Сухие, судорожные рыдания сдавили горло Оливы. Она рванула себя за волосы и с нечеловеческим воем повалилась на постель.
— Да за что?!
Она вопила, рыдала, выла, как истязуемый зверь, в исступлении каталась по полу.
— Господи, что мне сделать, как избавиться от такой боли?! Я не могу больше! Не могу! Аааааааааааааа!!!
Острая, как вспышка молнии пронеслась внезапно мысль в её несчастном мозгу. Олива, кое-как подавив вой, но всё ещё судорожно всхлипывая без слёз, кинулась к ящику стола. Там — она помнила — в боковом отсеке лежали в бумажных упаковках острые лезвия бритвы.
«Умереть, покончить со всем этим раз и навсегда!» — лихорадочно думала она.
Но лезвий в ящике почему-то не оказалось. Олива перерыла всё: вывалила содержимое обоих ящиков стола на пол, перевернула вверх дном все кухонные шкафы — бритв не было. Очевидно, предусмотрительная мама всё ж таки нашла время об этом позаботиться.
— Ладно. Я всё равно найду способ! — вслух сказала она и, накинув ветровку, вышла из квартиры.
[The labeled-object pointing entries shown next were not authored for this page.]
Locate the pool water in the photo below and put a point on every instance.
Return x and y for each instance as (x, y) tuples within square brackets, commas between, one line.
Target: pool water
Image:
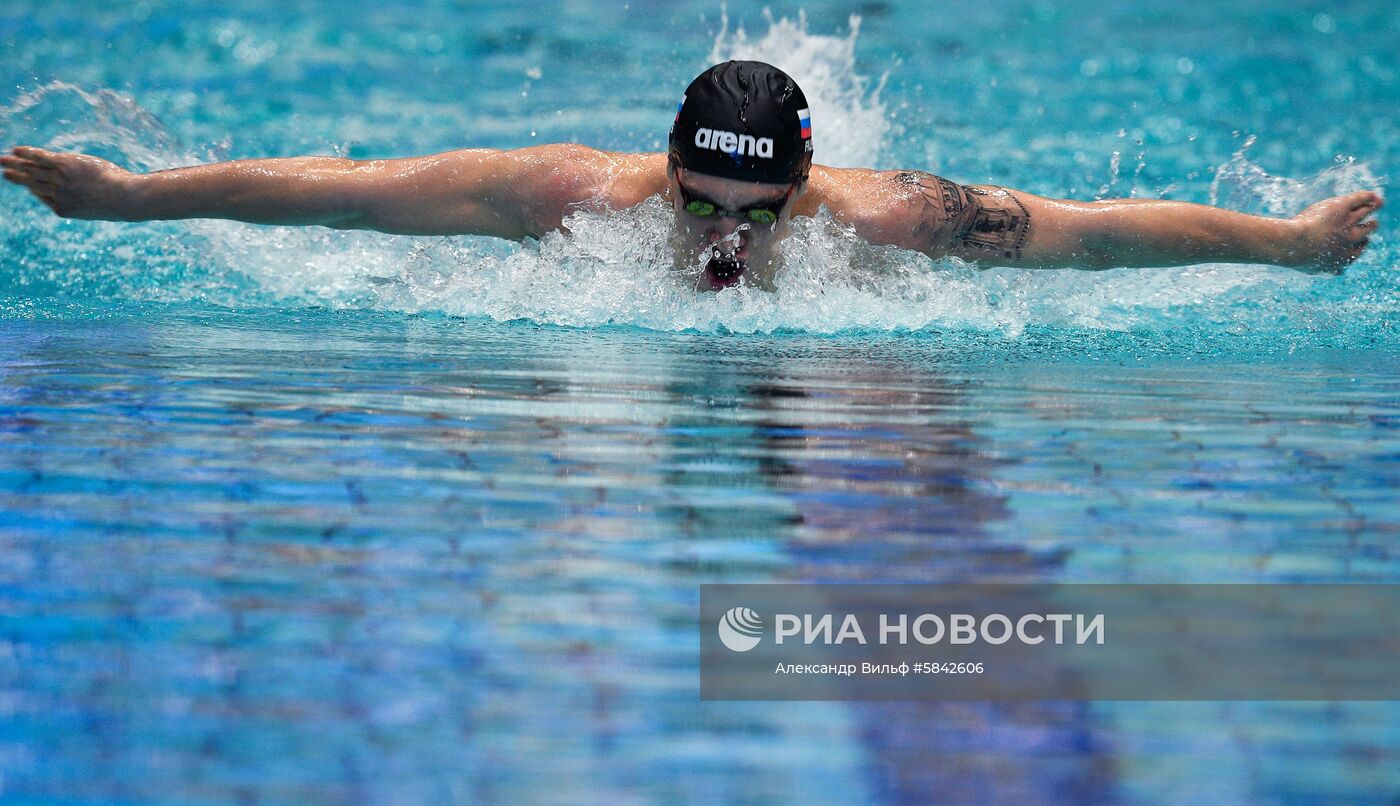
[(319, 517)]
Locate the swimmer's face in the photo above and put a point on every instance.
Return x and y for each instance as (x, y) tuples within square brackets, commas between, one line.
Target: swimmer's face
[(730, 245)]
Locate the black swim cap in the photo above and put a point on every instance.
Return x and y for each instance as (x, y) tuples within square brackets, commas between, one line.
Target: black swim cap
[(744, 121)]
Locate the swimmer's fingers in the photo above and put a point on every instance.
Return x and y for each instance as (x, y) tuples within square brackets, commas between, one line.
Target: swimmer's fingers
[(25, 172)]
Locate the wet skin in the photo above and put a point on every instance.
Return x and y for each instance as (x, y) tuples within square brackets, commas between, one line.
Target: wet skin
[(528, 192)]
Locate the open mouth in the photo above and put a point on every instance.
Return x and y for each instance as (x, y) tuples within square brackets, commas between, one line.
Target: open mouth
[(723, 272)]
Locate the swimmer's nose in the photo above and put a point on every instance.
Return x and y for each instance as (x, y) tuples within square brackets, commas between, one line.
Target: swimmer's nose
[(724, 234)]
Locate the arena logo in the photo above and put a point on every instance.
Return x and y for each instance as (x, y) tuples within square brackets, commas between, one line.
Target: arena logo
[(731, 143), (741, 628)]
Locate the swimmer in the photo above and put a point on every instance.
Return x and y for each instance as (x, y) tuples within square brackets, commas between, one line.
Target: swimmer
[(738, 170)]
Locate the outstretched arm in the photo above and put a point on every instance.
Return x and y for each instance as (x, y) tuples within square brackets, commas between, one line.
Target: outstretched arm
[(1007, 227), (469, 192)]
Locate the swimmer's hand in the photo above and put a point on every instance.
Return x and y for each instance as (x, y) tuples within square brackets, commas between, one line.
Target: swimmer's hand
[(1333, 232), (72, 185)]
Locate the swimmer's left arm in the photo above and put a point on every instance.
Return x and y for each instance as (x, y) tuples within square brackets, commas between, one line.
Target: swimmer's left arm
[(1001, 227)]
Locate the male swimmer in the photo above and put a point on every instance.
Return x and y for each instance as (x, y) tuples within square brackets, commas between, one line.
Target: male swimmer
[(739, 167)]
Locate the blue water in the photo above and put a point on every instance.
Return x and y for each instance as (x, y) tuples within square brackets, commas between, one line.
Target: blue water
[(321, 517)]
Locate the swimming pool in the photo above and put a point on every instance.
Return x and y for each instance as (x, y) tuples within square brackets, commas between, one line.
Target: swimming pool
[(294, 515)]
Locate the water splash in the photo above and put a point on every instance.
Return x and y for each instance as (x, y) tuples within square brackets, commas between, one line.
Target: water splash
[(616, 269)]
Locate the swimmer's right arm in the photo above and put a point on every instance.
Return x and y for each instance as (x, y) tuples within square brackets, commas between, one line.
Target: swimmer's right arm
[(469, 192)]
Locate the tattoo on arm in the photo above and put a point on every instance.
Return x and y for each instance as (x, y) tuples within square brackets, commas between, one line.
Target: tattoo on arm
[(991, 223)]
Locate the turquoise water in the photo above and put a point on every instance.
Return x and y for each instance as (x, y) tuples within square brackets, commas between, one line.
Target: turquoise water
[(300, 515)]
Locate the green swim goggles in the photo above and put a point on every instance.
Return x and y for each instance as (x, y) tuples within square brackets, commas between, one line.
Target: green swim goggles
[(760, 213)]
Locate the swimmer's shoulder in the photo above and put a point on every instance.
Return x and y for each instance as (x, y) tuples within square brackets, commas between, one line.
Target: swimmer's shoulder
[(633, 178), (882, 206)]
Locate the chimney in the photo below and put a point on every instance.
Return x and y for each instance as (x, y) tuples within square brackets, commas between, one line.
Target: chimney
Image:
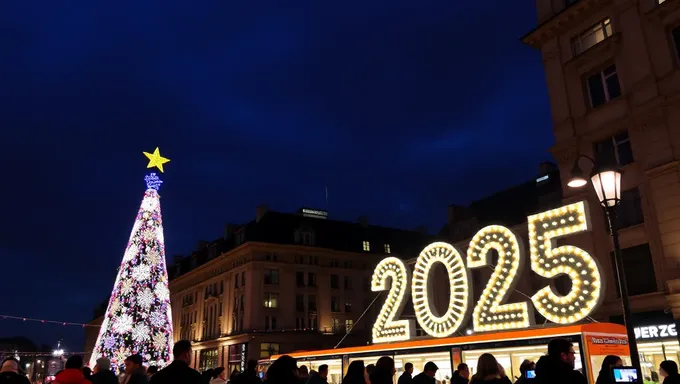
[(546, 167), (262, 210), (229, 230), (363, 220)]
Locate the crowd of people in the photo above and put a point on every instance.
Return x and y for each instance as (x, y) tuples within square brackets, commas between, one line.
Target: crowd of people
[(557, 367)]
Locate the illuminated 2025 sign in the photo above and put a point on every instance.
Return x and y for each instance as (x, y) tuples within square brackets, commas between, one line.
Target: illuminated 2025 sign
[(492, 312)]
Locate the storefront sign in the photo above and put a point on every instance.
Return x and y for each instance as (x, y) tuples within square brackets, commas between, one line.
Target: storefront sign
[(607, 345), (492, 312), (651, 332)]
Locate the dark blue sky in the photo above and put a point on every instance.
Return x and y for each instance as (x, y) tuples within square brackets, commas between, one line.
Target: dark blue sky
[(401, 107)]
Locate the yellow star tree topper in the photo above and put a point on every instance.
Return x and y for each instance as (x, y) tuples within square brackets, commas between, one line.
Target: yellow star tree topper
[(156, 160)]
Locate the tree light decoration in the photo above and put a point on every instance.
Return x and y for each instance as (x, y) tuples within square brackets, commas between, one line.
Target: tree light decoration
[(385, 328), (489, 314), (138, 319), (549, 262), (421, 292)]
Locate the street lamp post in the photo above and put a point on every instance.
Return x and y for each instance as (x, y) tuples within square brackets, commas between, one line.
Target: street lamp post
[(606, 181)]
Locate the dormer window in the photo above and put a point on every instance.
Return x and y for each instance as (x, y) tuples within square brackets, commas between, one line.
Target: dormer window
[(305, 236), (240, 237)]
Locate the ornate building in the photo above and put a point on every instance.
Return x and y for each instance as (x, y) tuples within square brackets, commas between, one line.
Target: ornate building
[(280, 283), (612, 72)]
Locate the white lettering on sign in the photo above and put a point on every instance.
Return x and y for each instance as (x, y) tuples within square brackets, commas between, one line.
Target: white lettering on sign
[(656, 331), (492, 312)]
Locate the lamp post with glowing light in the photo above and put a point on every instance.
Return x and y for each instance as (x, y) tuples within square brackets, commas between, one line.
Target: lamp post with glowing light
[(606, 180)]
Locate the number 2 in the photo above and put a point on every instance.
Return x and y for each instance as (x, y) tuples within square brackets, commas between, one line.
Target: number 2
[(549, 262), (385, 328), (489, 314)]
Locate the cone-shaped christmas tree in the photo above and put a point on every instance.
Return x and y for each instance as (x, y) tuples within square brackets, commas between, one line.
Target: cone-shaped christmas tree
[(138, 319)]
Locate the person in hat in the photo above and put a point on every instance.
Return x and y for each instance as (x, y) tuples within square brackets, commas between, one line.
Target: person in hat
[(102, 372), (134, 370), (427, 375)]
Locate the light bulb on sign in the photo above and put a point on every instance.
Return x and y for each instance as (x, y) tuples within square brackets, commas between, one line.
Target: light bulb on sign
[(422, 290), (549, 262)]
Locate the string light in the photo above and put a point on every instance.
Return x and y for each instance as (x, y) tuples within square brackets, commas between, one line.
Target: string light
[(45, 321), (386, 328), (579, 265), (489, 314), (421, 292)]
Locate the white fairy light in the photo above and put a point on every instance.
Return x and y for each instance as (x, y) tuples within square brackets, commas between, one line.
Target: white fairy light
[(489, 314), (386, 328), (579, 265), (421, 291)]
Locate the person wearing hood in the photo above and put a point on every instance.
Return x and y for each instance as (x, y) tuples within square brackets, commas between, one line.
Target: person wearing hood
[(557, 367), (102, 372), (320, 377), (10, 372), (72, 373)]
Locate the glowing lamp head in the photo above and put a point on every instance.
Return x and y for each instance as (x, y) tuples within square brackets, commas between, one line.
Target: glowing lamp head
[(607, 184), (153, 181)]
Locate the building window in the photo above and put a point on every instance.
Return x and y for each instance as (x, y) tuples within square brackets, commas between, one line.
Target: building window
[(270, 323), (603, 86), (271, 300), (592, 36), (268, 349), (639, 268), (313, 323), (240, 237), (675, 34), (271, 276), (349, 323), (348, 283), (630, 210), (614, 150)]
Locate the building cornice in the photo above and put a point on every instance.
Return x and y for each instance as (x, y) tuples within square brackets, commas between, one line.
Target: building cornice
[(563, 21)]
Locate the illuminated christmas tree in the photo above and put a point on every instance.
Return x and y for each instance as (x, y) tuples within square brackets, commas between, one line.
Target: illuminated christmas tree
[(138, 318)]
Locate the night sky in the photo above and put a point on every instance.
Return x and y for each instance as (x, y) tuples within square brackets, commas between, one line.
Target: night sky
[(400, 107)]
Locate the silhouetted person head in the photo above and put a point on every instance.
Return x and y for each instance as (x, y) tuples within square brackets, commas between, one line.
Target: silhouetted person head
[(563, 350), (356, 373), (668, 368), (182, 351)]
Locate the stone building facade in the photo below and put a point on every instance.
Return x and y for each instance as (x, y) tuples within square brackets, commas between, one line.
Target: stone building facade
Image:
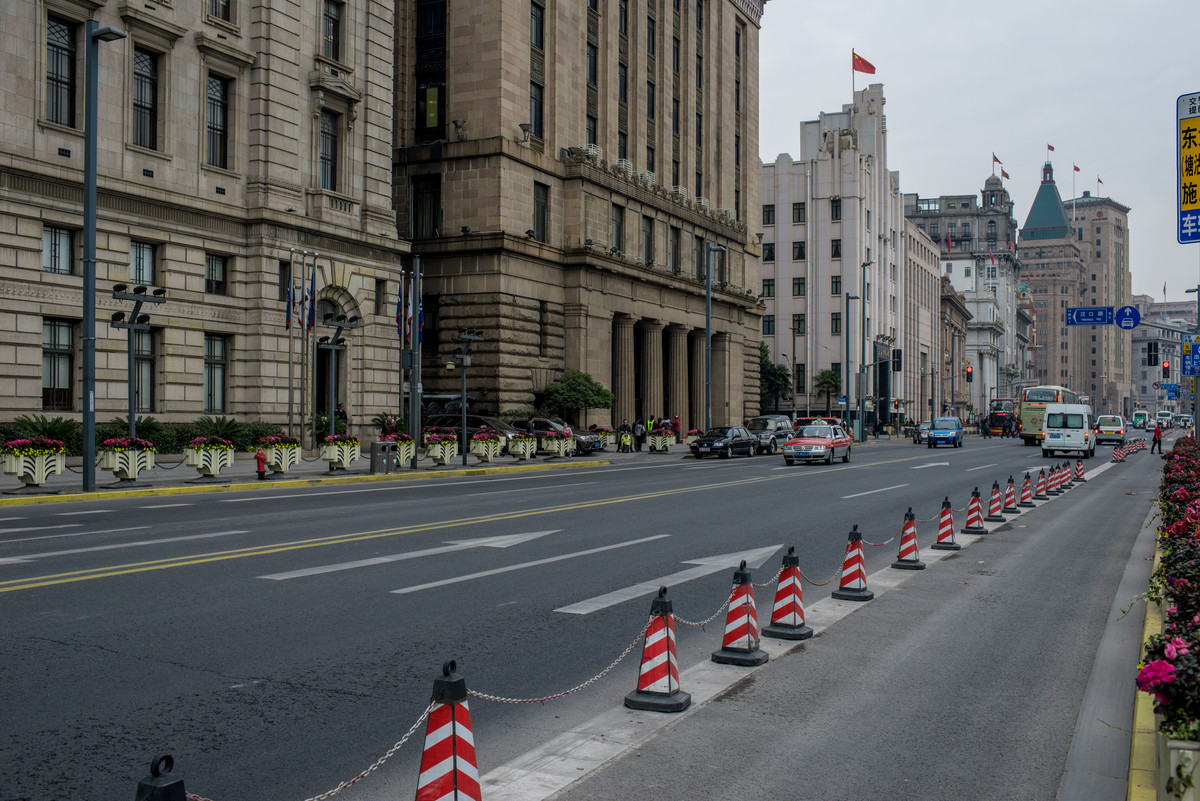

Она поднялась на лифте на семнадцатый этаж с намерением сигануть оттуда из окна. Убедившись, что на лестничной площадке никого нет, решительно распахнула окно — оставалось лишь взобраться на подоконник. Но ноги почему-то дрожали и не слушались её.
«А ведь никто не остановит... Господи, как страшно... А зачем я это делаю... — путались бессвязные мысли в её мозгу, в то время как она с ужасом глядела в туманную бездну высоты, откуда весь мир казался каким-то игрушечным и нереальным, — Всего лишь пара секунд — и всё кончено... И от меня не останется даже мокрого места... И никто не вспомнит, что я жила, что я была, я умру и всё, ничего не останется...»
— Нет, это ужасно, — выдохнула она, в испуге отпрянув от окна.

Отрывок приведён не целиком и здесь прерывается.